Come stabilito per legge, inoltre, per questioni igieniche non si potrà portare il proprio sacchetto da casa rendendo in questo modo obbligatorio l’investimento di qualche centesimo -nel caso si voglia acquistare frutta, verdura o altri prodotti di gastronomia, macelleria, pescheria e panetteria – per l’involucro biodegradabile che, però, in quanto tale potrà essere riutilizzato per conferirvi l’umido. In caso di inadempienze per i venditori – l’obbligo si estende dalla grande distribuzione ai piccoli negozi – sono previste multe salate che vanno da 2.500 a un massimo di 25mila euro.
Il Codacons raccogliendo il malcontento dei cittadini/consumatori, dichiara che «si tratta di un balzello inutile che non ha nulla a che vedere con l’ ambiente e con la lotta al consumo di plastica. Al contrario la misura è una vera e propria tassa introdotta dal Governo che peserà in modo non indifferente sui consumatori, determinando nuovi aggravi a loro carico». Il provvedimento determinerà un aggravio di spesa a famiglia, laddove il costo degli shopper avrebbe dovuto essere interamente a carico dei supermercati e dell’ industria. «Vergogna italiana», commenta l’ associazione consumatori.

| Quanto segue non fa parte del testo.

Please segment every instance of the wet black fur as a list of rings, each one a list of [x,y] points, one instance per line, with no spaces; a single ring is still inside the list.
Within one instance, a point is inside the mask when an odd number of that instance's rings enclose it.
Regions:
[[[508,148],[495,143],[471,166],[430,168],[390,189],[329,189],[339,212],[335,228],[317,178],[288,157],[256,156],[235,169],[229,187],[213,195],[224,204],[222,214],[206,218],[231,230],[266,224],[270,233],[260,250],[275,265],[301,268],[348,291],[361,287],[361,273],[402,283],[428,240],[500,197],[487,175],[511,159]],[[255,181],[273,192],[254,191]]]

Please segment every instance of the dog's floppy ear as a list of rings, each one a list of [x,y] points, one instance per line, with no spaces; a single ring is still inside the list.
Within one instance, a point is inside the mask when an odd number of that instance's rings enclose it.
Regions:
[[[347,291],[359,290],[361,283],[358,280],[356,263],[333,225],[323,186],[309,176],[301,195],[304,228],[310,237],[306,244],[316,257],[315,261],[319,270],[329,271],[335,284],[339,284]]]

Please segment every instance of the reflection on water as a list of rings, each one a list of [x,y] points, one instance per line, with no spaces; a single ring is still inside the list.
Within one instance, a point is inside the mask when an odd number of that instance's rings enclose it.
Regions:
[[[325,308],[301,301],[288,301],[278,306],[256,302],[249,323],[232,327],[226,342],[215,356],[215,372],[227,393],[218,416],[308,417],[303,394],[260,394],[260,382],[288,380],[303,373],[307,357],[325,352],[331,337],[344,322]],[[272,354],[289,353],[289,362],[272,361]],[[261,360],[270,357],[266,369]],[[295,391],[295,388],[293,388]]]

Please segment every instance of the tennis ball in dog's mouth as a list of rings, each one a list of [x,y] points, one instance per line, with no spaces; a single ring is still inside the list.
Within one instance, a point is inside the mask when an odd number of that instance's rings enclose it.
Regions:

Una polemica che diventa anche politica perché, come denunciato da Affari Italiani , a guadagnarci c’ è qualcuno, con nome e cognome. «Per capire chi in queste ore sorride al pensiero dei sacchetti a pagamento bisogna mettere insieme alcuni fatti, qualche sospetto e un numero impressionante di coincidenze – si legge – . Che hanno una data d’ inizio: 3 agosto 2017. È il giorno in cui viene approvato in commissione, con voto compatto del gruppo del Pd, l’ emendamento che introduce il balzello. In pieno clima di ferie il Parlamento sente l’ esigenza di accelerare la norma infilandola in una legge che c’ entra ben poco, il Dl Mezzogiorno. Gli unici ad applaudire pubblicamente la norma, scrive il Giornale, sono i vertici di Assobioplastiche, il cui presidente, Marco Versari, è stato portavoce del maggiore player del settore, la Novamont, già nota per aver inventato i sacchetti di MaterBi, il materiale biodegradabile a base di mais. (…) L’ amministratore delegato è Catia Bastioli, una capace manager che ha incrociato più volte la strada del Pd e di Renzi. Nel 2011 partecipa come oratore alla seconda edizione della Leopolda, quella in cui esplode il fenomeno Renzi. Molti degli ospiti di quell’ evento oggi occupano poltrone di nomina politica. (…) L’ azienda che guida è l’ unica italiana che produce il materiale per produrre i sacchetti bio e detiene l’ 80% di un mercato che, dopo la legge, fa gola: inizialmente i sacchetti saranno venduti in media a due centesimi l’ uno. Le stime dicono che ne consumiamo ogni anno 20 miliardi. Potenzialmente dunque, è un business da 400 milioni di euro l’ anno».